Конечно, в то время я еще не сознавал перемен, происходящих в моем мышлении. Как и все вокруг меня, я ощущал прежде всего скуку, жару, холод, грязь, вшей, лишения, время от времени – опасность. Теперь все выглядит иначе. Теперь тот период, казавшийся таким бесполезным и скучным, приобрел для меня большое значение. Он настолько непохож на прожитую мной ранее жизнь, что приобрел те волшебные свойства, которые обычно выпадают на долю воспоминаний о событиях многолетней давности. Пока описанные мною события длились, было чертовски трудно, но зато теперь мой мозг имеет отличную пищу для размышлений. Мне бы очень хотелось передать вам атмосферу того времени. Надеюсь, что в какой-то степени мне удалось это сделать в предыдущих главах книги. В моей памяти все пережитое связано с зимним холодом, обтрепанной формой ополченцев, овальными испанскими лицами, телеграфным постукиванием пулеметных очередей, запахом мочи и сгнившего хлеба, жестяным вкусом фасолевой похлебки, жадно выхватываемой из грязных мисок.
Весь этот период я вижу с удивительной отчетливостью. Я снова мысленно переживаю события, казалось бы слишком мелкие, чтобы их помнить. Я снова в землянке на Монте Почеро, я лежу на выступе известняка, служащем постелью, а молодой Рамон посапывает, уткнувшись носом мне в лопатки. Я бреду по грязной траншее, в тумане, который клубится, как холодный пар. Я ползу по склону горы, стараюсь удержаться, хватаюсь за корень дикого розмарина. Надо мной посвистывают случайные пули.
Я лежу, укрывшись среди маленьких елочек, в лощине западнее Монте Оскуро. Рядом Копп, Боб Эдварде и три испанца. Справа от нас по голому серому склону холма взбирается цепочка фашистов, напоминающих муравьев. Совсем недалеко от нас раздается сигнал фашистского горна. Копп, поймав мой взгляд, мальчишеским жестом показывает фашистам нос.
Я посередине двора в Ла Гранхе. Толпа бойцов лезет со своими мисками к котлу с тушенкой. Толстый измученный повар отгоняет их половником. Рядом за столом бородатый человек с большим автоматическим пистолетом за поясом, пилит буханку хлеба на пять частей. За моей спиной голос с акцентом «кокни» лондонских окраин (Билл Чамберс, с которым я здорово поругался, позднее убитый под Хуэской) напевает:
С визгом пролетает снаряд. Пятнадцатилетние ребятишки кидаются плашмя на землю. Повар ныряет за свой котел. Все встают со сконфуженными лицами, когда снаряд падает и разрывается в ста метрах от нас.

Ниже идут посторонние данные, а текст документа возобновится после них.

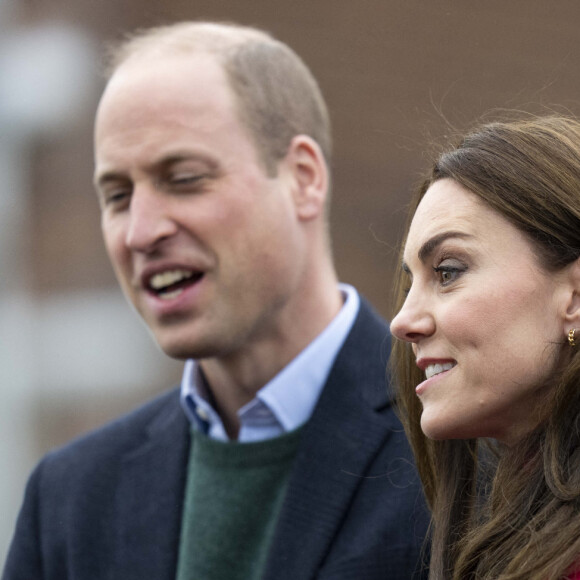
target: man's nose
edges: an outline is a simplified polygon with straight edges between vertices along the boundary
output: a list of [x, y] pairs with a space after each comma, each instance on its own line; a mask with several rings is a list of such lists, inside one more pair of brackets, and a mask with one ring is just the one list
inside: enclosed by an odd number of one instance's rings
[[173, 236], [177, 224], [168, 200], [152, 187], [136, 187], [131, 196], [125, 244], [131, 250], [149, 253]]

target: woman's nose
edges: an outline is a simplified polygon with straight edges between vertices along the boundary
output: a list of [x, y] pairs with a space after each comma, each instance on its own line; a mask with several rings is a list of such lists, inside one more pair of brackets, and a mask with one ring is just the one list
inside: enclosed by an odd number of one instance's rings
[[391, 334], [405, 342], [419, 342], [435, 332], [435, 320], [426, 297], [411, 290], [391, 322]]

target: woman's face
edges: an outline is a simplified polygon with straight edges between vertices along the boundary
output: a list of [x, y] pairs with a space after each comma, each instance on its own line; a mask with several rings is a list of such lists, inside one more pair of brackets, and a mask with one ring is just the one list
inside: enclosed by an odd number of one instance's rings
[[567, 330], [567, 269], [547, 272], [518, 229], [451, 179], [419, 204], [404, 269], [391, 331], [425, 373], [423, 432], [509, 444], [533, 429]]

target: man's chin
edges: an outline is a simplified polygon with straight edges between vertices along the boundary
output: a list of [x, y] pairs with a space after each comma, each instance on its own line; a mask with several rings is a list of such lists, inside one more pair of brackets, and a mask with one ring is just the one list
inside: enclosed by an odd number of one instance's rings
[[170, 358], [176, 360], [187, 360], [190, 358], [199, 358], [196, 354], [198, 349], [194, 345], [180, 341], [159, 340], [156, 338], [159, 348]]
[[177, 319], [160, 322], [148, 320], [146, 317], [143, 319], [153, 340], [170, 358], [197, 359], [209, 348], [207, 341], [200, 338], [199, 333], [196, 332], [198, 329], [191, 324], [191, 321]]
[[219, 352], [219, 348], [208, 341], [159, 336], [155, 333], [153, 336], [161, 350], [176, 360], [211, 358]]

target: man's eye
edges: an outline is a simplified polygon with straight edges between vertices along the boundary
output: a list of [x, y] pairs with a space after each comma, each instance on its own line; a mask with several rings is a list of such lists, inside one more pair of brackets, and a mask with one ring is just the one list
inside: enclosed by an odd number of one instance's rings
[[201, 181], [205, 176], [198, 173], [179, 173], [169, 179], [171, 185], [193, 185]]
[[112, 195], [110, 195], [108, 197], [107, 201], [109, 203], [117, 203], [119, 201], [123, 201], [128, 195], [129, 195], [128, 192], [126, 192], [126, 191], [120, 191], [120, 192], [113, 193]]
[[102, 199], [105, 206], [120, 207], [131, 197], [131, 191], [128, 189], [112, 189], [103, 193]]

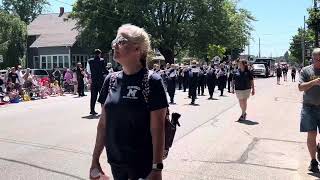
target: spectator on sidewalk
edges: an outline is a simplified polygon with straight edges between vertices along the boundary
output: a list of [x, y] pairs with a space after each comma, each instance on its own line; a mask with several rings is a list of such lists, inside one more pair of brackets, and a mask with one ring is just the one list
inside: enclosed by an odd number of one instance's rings
[[18, 75], [19, 85], [22, 87], [23, 84], [24, 84], [24, 79], [23, 79], [23, 73], [22, 73], [22, 66], [21, 65], [17, 66], [17, 75]]
[[4, 74], [4, 79], [3, 79], [5, 84], [8, 82], [10, 73], [11, 73], [11, 68], [8, 67], [6, 73]]
[[58, 68], [55, 68], [54, 71], [52, 72], [52, 75], [54, 77], [54, 80], [51, 83], [58, 81], [59, 86], [61, 86], [61, 77], [62, 77], [61, 71]]
[[82, 69], [82, 64], [79, 62], [77, 64], [77, 82], [78, 82], [78, 95], [79, 97], [83, 97], [86, 96], [84, 94], [84, 76], [85, 76], [85, 72]]
[[77, 81], [77, 69], [72, 70], [72, 84], [73, 84], [73, 94], [77, 95], [78, 93], [78, 81]]
[[[147, 69], [149, 35], [137, 26], [123, 25], [112, 48], [123, 71], [110, 74], [101, 90], [99, 102], [104, 105], [90, 172], [102, 173], [99, 157], [105, 146], [114, 179], [162, 179], [168, 102], [161, 77]], [[142, 84], [148, 79], [146, 104], [147, 87]]]
[[[313, 64], [300, 73], [299, 90], [303, 91], [300, 132], [307, 132], [307, 146], [311, 157], [309, 171], [318, 173], [320, 144], [317, 145], [317, 130], [320, 128], [320, 48], [312, 52]], [[318, 161], [316, 160], [318, 153]]]
[[250, 97], [250, 94], [255, 94], [253, 74], [249, 70], [248, 61], [240, 60], [238, 63], [239, 69], [234, 74], [234, 81], [232, 84], [233, 91], [232, 93], [236, 93], [237, 98], [239, 100], [240, 108], [242, 114], [238, 121], [246, 120], [247, 117], [247, 102]]
[[16, 84], [19, 82], [18, 74], [15, 67], [11, 68], [11, 72], [8, 75], [8, 81]]

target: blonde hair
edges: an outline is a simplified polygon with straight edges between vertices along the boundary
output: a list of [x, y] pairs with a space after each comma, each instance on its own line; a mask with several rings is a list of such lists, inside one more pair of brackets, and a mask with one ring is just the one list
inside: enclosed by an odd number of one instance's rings
[[131, 42], [137, 44], [141, 48], [142, 57], [140, 61], [142, 65], [146, 67], [147, 56], [151, 50], [149, 34], [143, 28], [132, 24], [124, 24], [120, 26], [118, 32], [124, 32]]
[[315, 49], [312, 51], [312, 57], [315, 56], [315, 55], [320, 55], [320, 48], [315, 48]]

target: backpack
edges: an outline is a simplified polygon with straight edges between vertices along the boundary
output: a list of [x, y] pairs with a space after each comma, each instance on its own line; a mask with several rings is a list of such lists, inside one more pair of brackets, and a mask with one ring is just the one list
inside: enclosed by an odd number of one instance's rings
[[[150, 95], [150, 88], [149, 88], [149, 79], [150, 76], [154, 73], [153, 71], [149, 71], [144, 73], [143, 79], [142, 79], [142, 95], [146, 102], [146, 104], [149, 103], [149, 95]], [[112, 73], [109, 80], [109, 91], [111, 87], [117, 87], [117, 79], [120, 72]], [[169, 149], [172, 147], [173, 140], [175, 137], [175, 133], [177, 130], [177, 125], [180, 127], [179, 118], [181, 115], [179, 113], [172, 113], [170, 118], [170, 111], [169, 108], [167, 108], [166, 116], [165, 116], [165, 146], [164, 146], [164, 153], [163, 153], [163, 159], [166, 159], [169, 154]]]

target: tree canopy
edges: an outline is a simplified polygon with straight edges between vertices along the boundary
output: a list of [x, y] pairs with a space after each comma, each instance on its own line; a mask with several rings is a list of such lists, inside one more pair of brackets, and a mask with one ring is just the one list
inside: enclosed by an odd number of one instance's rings
[[[320, 24], [320, 12], [313, 8], [308, 9], [309, 17], [306, 20], [307, 29], [299, 28], [297, 34], [292, 37], [290, 42], [290, 57], [289, 60], [298, 64], [302, 64], [302, 44], [305, 43], [305, 57], [308, 57], [307, 52], [315, 47], [315, 27]], [[318, 24], [318, 25], [317, 25]], [[320, 33], [320, 28], [317, 28]], [[307, 51], [308, 50], [308, 51]]]
[[78, 0], [72, 17], [78, 19], [79, 40], [88, 48], [110, 50], [117, 28], [124, 23], [143, 27], [166, 62], [181, 51], [201, 59], [209, 44], [237, 52], [247, 44], [254, 20], [232, 0]]
[[19, 17], [0, 10], [0, 54], [4, 63], [0, 66], [15, 66], [23, 57], [26, 42], [26, 24]]
[[2, 0], [3, 9], [10, 14], [18, 15], [26, 24], [30, 24], [42, 13], [47, 0]]

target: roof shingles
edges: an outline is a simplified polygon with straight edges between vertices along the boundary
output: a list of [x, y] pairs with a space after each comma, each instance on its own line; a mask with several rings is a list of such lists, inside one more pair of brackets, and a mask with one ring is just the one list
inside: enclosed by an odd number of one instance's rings
[[68, 16], [69, 13], [61, 17], [59, 14], [39, 15], [28, 26], [29, 36], [39, 36], [30, 47], [73, 46], [79, 32], [75, 29], [76, 21]]

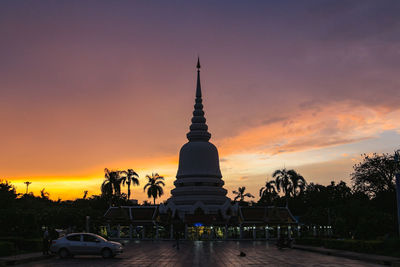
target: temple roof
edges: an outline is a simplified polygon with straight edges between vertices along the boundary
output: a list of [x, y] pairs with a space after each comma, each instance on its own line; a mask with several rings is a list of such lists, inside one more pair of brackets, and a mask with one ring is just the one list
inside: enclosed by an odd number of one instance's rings
[[[239, 207], [239, 214], [230, 216], [225, 220], [221, 213], [205, 214], [197, 209], [194, 214], [186, 214], [184, 221], [188, 224], [204, 223], [206, 225], [230, 224], [230, 225], [257, 225], [257, 224], [295, 224], [296, 218], [286, 207]], [[127, 224], [150, 224], [154, 222], [169, 224], [176, 218], [172, 218], [171, 212], [160, 213], [158, 206], [123, 206], [111, 207], [104, 214], [109, 222]]]
[[158, 206], [122, 206], [110, 207], [104, 214], [109, 222], [153, 223]]
[[242, 222], [247, 224], [297, 223], [296, 218], [286, 207], [240, 207]]

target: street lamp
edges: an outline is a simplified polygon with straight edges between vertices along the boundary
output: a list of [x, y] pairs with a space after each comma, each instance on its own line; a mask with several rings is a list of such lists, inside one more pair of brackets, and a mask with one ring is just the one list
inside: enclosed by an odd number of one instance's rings
[[25, 195], [28, 194], [29, 185], [30, 185], [31, 183], [32, 183], [32, 182], [29, 182], [29, 181], [24, 182], [24, 184], [26, 184], [26, 193], [25, 193]]
[[397, 196], [397, 226], [399, 228], [400, 235], [400, 149], [394, 152], [394, 162], [396, 171], [396, 196]]

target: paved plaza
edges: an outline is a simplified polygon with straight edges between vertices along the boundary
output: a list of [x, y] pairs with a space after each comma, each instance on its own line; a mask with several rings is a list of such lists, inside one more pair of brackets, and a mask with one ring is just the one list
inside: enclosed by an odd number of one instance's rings
[[[180, 250], [172, 241], [142, 241], [126, 244], [114, 259], [98, 256], [58, 257], [20, 266], [378, 266], [367, 262], [296, 249], [279, 250], [261, 241], [184, 241]], [[239, 257], [240, 251], [246, 257]]]

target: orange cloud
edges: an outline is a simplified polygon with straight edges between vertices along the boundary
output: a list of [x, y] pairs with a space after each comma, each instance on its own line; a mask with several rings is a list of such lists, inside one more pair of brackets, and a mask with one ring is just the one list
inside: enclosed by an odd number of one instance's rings
[[218, 142], [221, 153], [304, 151], [374, 138], [387, 129], [400, 129], [400, 110], [382, 112], [353, 103], [332, 103], [304, 109], [292, 117], [242, 131]]

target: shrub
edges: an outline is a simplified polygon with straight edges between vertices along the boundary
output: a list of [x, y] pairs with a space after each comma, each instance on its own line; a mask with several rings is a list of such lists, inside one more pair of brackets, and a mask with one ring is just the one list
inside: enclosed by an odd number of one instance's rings
[[43, 242], [40, 239], [24, 239], [20, 242], [18, 248], [23, 251], [35, 252], [41, 251]]
[[11, 243], [16, 253], [36, 252], [42, 250], [40, 239], [25, 239], [20, 237], [1, 237], [0, 242]]
[[0, 241], [0, 256], [10, 256], [15, 252], [14, 243]]

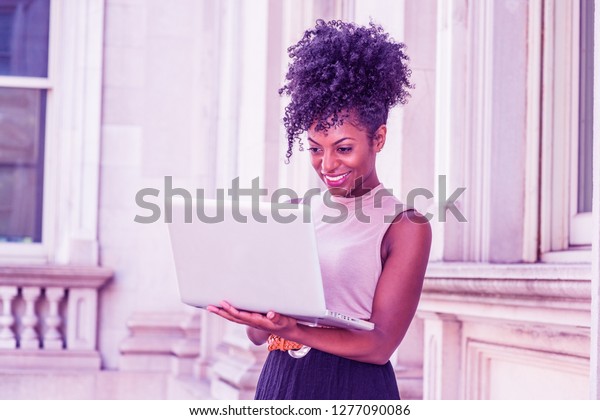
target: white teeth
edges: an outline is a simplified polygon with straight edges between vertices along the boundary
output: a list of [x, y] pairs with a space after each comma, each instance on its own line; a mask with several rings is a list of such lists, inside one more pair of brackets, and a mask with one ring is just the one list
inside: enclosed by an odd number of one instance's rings
[[348, 174], [343, 174], [343, 175], [340, 175], [340, 176], [327, 176], [327, 175], [325, 175], [325, 178], [327, 178], [330, 181], [334, 181], [335, 182], [335, 181], [339, 181], [340, 179], [342, 179], [346, 175], [348, 175]]

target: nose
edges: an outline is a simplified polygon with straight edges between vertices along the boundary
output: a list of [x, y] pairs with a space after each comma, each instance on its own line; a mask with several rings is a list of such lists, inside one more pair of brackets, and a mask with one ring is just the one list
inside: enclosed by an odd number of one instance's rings
[[321, 172], [325, 174], [330, 174], [335, 172], [335, 169], [338, 167], [338, 161], [335, 156], [332, 156], [331, 153], [325, 152], [323, 154], [323, 159], [321, 160]]

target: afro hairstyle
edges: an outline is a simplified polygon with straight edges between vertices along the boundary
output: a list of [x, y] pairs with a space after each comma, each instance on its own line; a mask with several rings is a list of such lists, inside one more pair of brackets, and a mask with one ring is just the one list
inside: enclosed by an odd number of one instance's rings
[[317, 20], [314, 28], [288, 48], [290, 64], [280, 95], [290, 97], [283, 123], [286, 162], [300, 134], [316, 123], [317, 131], [339, 126], [352, 115], [372, 138], [387, 122], [390, 108], [405, 104], [411, 70], [405, 45], [383, 28]]

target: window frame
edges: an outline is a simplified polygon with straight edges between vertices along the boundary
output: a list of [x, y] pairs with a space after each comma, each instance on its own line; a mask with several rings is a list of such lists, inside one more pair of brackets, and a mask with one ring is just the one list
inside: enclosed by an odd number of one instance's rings
[[589, 262], [591, 213], [577, 213], [580, 3], [543, 6], [540, 260]]
[[[54, 232], [50, 227], [53, 221], [52, 191], [55, 189], [54, 177], [52, 177], [52, 162], [48, 158], [48, 151], [52, 146], [52, 109], [54, 108], [55, 82], [52, 75], [55, 73], [54, 66], [56, 47], [58, 45], [58, 29], [55, 21], [58, 16], [60, 1], [50, 0], [49, 31], [48, 31], [48, 72], [46, 77], [27, 76], [0, 76], [0, 87], [16, 89], [40, 89], [46, 91], [45, 110], [45, 133], [44, 133], [44, 167], [43, 167], [43, 198], [42, 198], [42, 240], [35, 243], [0, 243], [0, 263], [46, 263], [48, 262], [49, 250], [54, 241]], [[50, 147], [49, 147], [50, 146]]]
[[[586, 0], [589, 1], [589, 0]], [[594, 0], [591, 0], [592, 2]], [[581, 2], [575, 2], [581, 4]], [[579, 7], [576, 8], [575, 21], [577, 22], [577, 33], [581, 33], [581, 10]], [[577, 48], [574, 48], [574, 61], [576, 64], [576, 75], [580, 75], [580, 63], [581, 63], [581, 48], [580, 42], [577, 43]], [[580, 84], [579, 77], [577, 80], [577, 112], [575, 114], [577, 121], [579, 121], [580, 115], [580, 101], [579, 92]], [[575, 128], [575, 139], [571, 144], [571, 206], [570, 206], [570, 225], [569, 225], [569, 245], [573, 246], [591, 246], [592, 242], [592, 212], [579, 212], [578, 211], [578, 194], [579, 194], [579, 124]]]
[[104, 0], [50, 0], [48, 76], [0, 77], [46, 95], [42, 242], [0, 243], [0, 264], [98, 264]]

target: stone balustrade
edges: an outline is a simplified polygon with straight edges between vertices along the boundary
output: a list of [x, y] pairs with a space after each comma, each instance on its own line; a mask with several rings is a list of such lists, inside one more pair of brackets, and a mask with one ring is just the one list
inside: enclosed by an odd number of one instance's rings
[[0, 369], [99, 369], [101, 267], [0, 266]]

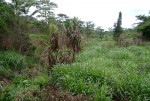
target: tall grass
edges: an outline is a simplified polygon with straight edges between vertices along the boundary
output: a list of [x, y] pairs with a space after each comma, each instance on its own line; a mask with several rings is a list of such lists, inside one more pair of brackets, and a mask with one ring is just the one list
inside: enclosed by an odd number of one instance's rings
[[26, 66], [25, 57], [16, 52], [0, 52], [1, 66], [14, 71], [19, 71]]
[[89, 40], [73, 64], [55, 66], [53, 83], [95, 101], [150, 100], [149, 47], [118, 48], [105, 42]]

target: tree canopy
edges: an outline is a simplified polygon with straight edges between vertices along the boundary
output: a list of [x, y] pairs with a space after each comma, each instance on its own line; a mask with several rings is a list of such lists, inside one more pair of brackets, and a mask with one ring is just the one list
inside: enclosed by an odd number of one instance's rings
[[138, 23], [137, 30], [142, 33], [142, 39], [150, 40], [150, 16], [138, 15], [136, 17], [141, 21]]
[[122, 13], [119, 12], [117, 23], [114, 24], [114, 39], [115, 40], [118, 40], [118, 38], [123, 32], [121, 25], [122, 25]]

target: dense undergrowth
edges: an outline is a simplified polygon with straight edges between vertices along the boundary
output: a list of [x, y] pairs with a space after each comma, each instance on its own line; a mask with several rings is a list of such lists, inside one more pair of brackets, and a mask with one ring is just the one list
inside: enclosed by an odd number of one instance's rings
[[71, 65], [53, 69], [53, 83], [95, 101], [150, 100], [150, 47], [88, 40]]
[[90, 101], [149, 101], [150, 46], [120, 47], [109, 35], [96, 37], [85, 41], [73, 63], [55, 65], [49, 77], [33, 56], [1, 51], [0, 100], [55, 101], [53, 89], [47, 88], [52, 85], [63, 100], [62, 94], [71, 92]]
[[44, 100], [50, 77], [39, 61], [14, 51], [0, 52], [0, 100]]

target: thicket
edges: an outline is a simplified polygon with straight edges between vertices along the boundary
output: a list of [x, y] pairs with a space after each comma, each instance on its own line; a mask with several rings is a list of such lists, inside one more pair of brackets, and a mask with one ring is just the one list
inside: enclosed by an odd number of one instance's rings
[[138, 32], [145, 41], [150, 41], [150, 16], [139, 15], [136, 16], [141, 22], [137, 26]]

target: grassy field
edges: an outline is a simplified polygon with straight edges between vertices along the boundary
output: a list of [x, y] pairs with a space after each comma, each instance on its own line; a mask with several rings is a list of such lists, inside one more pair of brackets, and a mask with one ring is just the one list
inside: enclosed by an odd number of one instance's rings
[[52, 82], [92, 101], [149, 101], [150, 46], [91, 38], [74, 63], [55, 66]]
[[83, 40], [75, 61], [50, 76], [38, 59], [1, 51], [0, 101], [150, 101], [150, 45], [119, 47], [109, 35]]

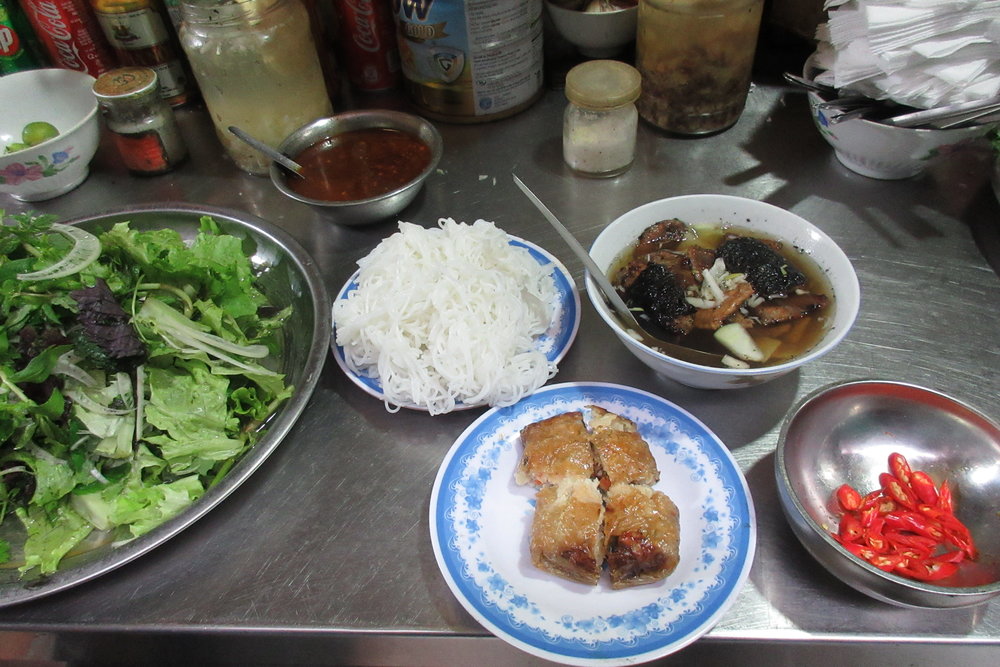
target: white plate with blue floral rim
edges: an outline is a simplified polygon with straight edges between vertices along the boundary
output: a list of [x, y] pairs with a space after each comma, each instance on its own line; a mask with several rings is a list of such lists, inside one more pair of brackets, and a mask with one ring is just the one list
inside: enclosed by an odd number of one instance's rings
[[[531, 256], [542, 266], [552, 267], [552, 279], [556, 286], [556, 308], [552, 315], [552, 322], [545, 333], [535, 339], [537, 349], [545, 354], [545, 358], [554, 364], [562, 361], [570, 346], [576, 339], [576, 333], [580, 328], [580, 293], [576, 290], [576, 283], [573, 276], [563, 263], [556, 259], [544, 248], [535, 245], [531, 241], [525, 241], [516, 236], [510, 237], [510, 244], [526, 248]], [[344, 284], [337, 294], [337, 301], [346, 299], [347, 295], [358, 289], [358, 274], [355, 271], [350, 280]], [[353, 371], [348, 365], [344, 356], [344, 348], [337, 345], [337, 322], [333, 322], [333, 335], [330, 339], [330, 349], [333, 351], [333, 358], [337, 360], [337, 365], [358, 387], [375, 398], [385, 400], [385, 393], [382, 391], [382, 382], [377, 376], [364, 375]], [[482, 407], [482, 403], [462, 403], [455, 406], [455, 410], [468, 410], [470, 408]], [[404, 403], [402, 406], [411, 410], [426, 411], [427, 408], [413, 403]]]
[[[597, 405], [636, 422], [660, 470], [654, 488], [680, 511], [680, 564], [665, 580], [613, 590], [531, 564], [535, 489], [514, 482], [520, 430]], [[750, 572], [757, 526], [746, 479], [725, 445], [659, 396], [603, 383], [543, 387], [485, 412], [452, 445], [431, 493], [430, 533], [448, 586], [486, 629], [533, 655], [577, 665], [646, 662], [708, 632]]]

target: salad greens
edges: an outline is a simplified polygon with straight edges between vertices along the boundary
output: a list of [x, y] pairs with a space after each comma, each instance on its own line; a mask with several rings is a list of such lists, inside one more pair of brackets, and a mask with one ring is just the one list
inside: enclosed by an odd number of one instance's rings
[[[181, 512], [293, 388], [267, 367], [291, 311], [210, 217], [95, 236], [0, 210], [0, 562], [55, 572], [84, 540]], [[6, 525], [5, 525], [6, 524]]]

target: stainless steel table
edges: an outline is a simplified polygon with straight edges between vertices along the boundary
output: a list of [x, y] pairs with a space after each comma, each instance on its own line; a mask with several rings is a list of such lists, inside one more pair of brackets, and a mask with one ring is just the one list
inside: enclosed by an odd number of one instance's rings
[[[794, 69], [796, 63], [782, 68]], [[573, 176], [561, 159], [562, 94], [484, 125], [439, 124], [440, 169], [402, 216], [493, 220], [583, 269], [516, 190], [517, 174], [589, 245], [602, 226], [652, 199], [718, 192], [791, 209], [830, 234], [862, 285], [858, 322], [830, 355], [752, 390], [682, 387], [629, 355], [584, 295], [583, 322], [555, 381], [618, 382], [692, 412], [729, 446], [756, 504], [759, 542], [745, 589], [701, 641], [661, 664], [767, 660], [985, 663], [1000, 657], [1000, 601], [956, 611], [875, 602], [821, 569], [777, 502], [773, 449], [782, 419], [828, 383], [919, 383], [1000, 413], [1000, 205], [984, 150], [904, 181], [848, 171], [812, 127], [800, 92], [762, 76], [743, 118], [711, 137], [640, 128], [634, 167], [611, 180]], [[336, 290], [392, 222], [337, 227], [243, 175], [207, 115], [179, 112], [190, 161], [173, 174], [127, 174], [105, 137], [84, 185], [29, 206], [63, 217], [132, 203], [187, 201], [247, 211], [288, 230]], [[106, 576], [0, 610], [0, 659], [356, 665], [539, 664], [492, 638], [452, 597], [428, 537], [443, 456], [481, 410], [386, 412], [331, 360], [289, 437], [221, 506]], [[4, 648], [6, 647], [6, 648]]]

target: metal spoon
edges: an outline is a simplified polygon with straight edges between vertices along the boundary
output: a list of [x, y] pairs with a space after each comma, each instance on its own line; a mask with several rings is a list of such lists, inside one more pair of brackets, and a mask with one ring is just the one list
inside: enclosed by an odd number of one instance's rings
[[559, 222], [559, 219], [552, 213], [552, 211], [550, 211], [548, 207], [535, 196], [535, 193], [528, 189], [527, 185], [521, 182], [520, 178], [518, 178], [515, 174], [511, 174], [511, 176], [514, 178], [514, 184], [517, 185], [517, 187], [521, 189], [521, 192], [523, 192], [525, 196], [531, 200], [531, 203], [534, 204], [539, 211], [541, 211], [542, 215], [545, 216], [545, 219], [549, 221], [549, 224], [551, 224], [555, 230], [559, 232], [559, 236], [561, 236], [563, 241], [566, 242], [566, 245], [569, 246], [570, 250], [572, 250], [577, 258], [583, 262], [584, 268], [587, 269], [587, 273], [590, 274], [590, 277], [593, 278], [594, 282], [601, 289], [608, 305], [614, 309], [615, 313], [621, 319], [622, 324], [625, 326], [625, 329], [628, 330], [633, 337], [638, 339], [639, 342], [646, 347], [653, 348], [654, 350], [671, 357], [689, 361], [692, 364], [701, 364], [702, 366], [722, 365], [721, 355], [692, 350], [691, 348], [678, 345], [677, 343], [661, 340], [643, 329], [642, 325], [635, 319], [635, 315], [633, 315], [632, 311], [629, 310], [628, 305], [626, 305], [621, 296], [619, 296], [617, 290], [615, 290], [615, 288], [611, 285], [611, 281], [604, 275], [601, 268], [597, 266], [597, 262], [595, 262], [590, 256], [590, 253], [588, 253], [584, 247], [580, 245], [580, 242], [576, 240], [576, 237], [573, 236], [572, 232], [566, 229], [566, 227]]
[[964, 122], [965, 120], [970, 120], [969, 118], [965, 118], [970, 114], [974, 114], [979, 111], [989, 111], [992, 113], [997, 110], [1000, 110], [1000, 97], [994, 97], [987, 100], [975, 100], [972, 102], [947, 104], [943, 107], [924, 109], [922, 111], [914, 111], [913, 113], [902, 114], [900, 116], [893, 116], [891, 118], [886, 118], [881, 122], [883, 125], [894, 125], [896, 127], [924, 127], [930, 125], [932, 122], [941, 122], [957, 118], [963, 118]]
[[791, 72], [784, 72], [782, 76], [788, 83], [795, 84], [796, 86], [800, 86], [802, 88], [805, 88], [806, 90], [811, 90], [816, 93], [827, 93], [827, 94], [832, 93], [834, 95], [837, 94], [837, 89], [834, 88], [833, 86], [828, 86], [823, 83], [816, 83], [815, 81], [810, 81], [805, 77], [798, 76], [797, 74], [792, 74]]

Я патрулирую взад и вперед вдоль нашей позиции, шагаю под темными ветвями тополей. Рядом в канаве, полной воды, плавают крысы, поднимающие шум, что твоя выдра. За спиной начинает желтеть рассвет, и закутанный в свою шинельку часовой-андалузец поет. За ничейной землей, метров сто или двести от нас, поют фашистские часовые.
25 апреля, после обычных обещаний – «маньяна» – завтра, нас сменила другая часть, и мы, сдав винтовки и запаковав заплечные мешки, пошли в Монфлорите. Я без сожаления покидал фронт. Вши в моих брюках размножались гораздо быстрее, чем я успевал их уничтожать. Вот уж месяц, как у меня не было носков, а в ботинках почти не осталось подметки, так что я в сущности вышагивал босиком. Человек, живущий нормальной цивилизованной жизнью, ничего не желает так страстно, как я, мечтавший о горячей ванне, чистой одежде и сне между простынями. Мы поспали несколько часов в сарае в Монфлорите, еще до рассвета прыгнули в попутный грузовик, успели на пятичасовой поезд в Барбастро, захватили, к счастью, скорый поезд в Лериде, и 26 апреля в три часа дня приехали в Барселону. Здесь-то и начались настоящие неприятности.
9.
Из Мандалая (Верхняя Бирма) вы можете доехать поездом в Маймио, главную горную станцию провинции, на краю Шанского плоскогорья. Впечатление необычное. Вы покидаете типичный восточный город – палящее солнце, пыльные пальмы, запахи рыбы, пряностей, чеснока, налитые соком тропические фрукты, толпа темнолицых людей. А поскольку вы привыкли к этому городу, вы захватываете, так сказать, его климат с собой, в вагон. Когда поезд останавливается в Маймио на высоте тысячи трехсот метров над уровнем моря, мысленно вы все еще находитесь в Мандалае. Но выходя из вагона вы попадаете на другой материк. Внезапно вы вдыхаете студеный сладкий воздух, напоминающий воздух Англии, вы видите вокруг себя зеленую траву, папоротник, ели, краснощеких горянок, продающих корзинки земляники.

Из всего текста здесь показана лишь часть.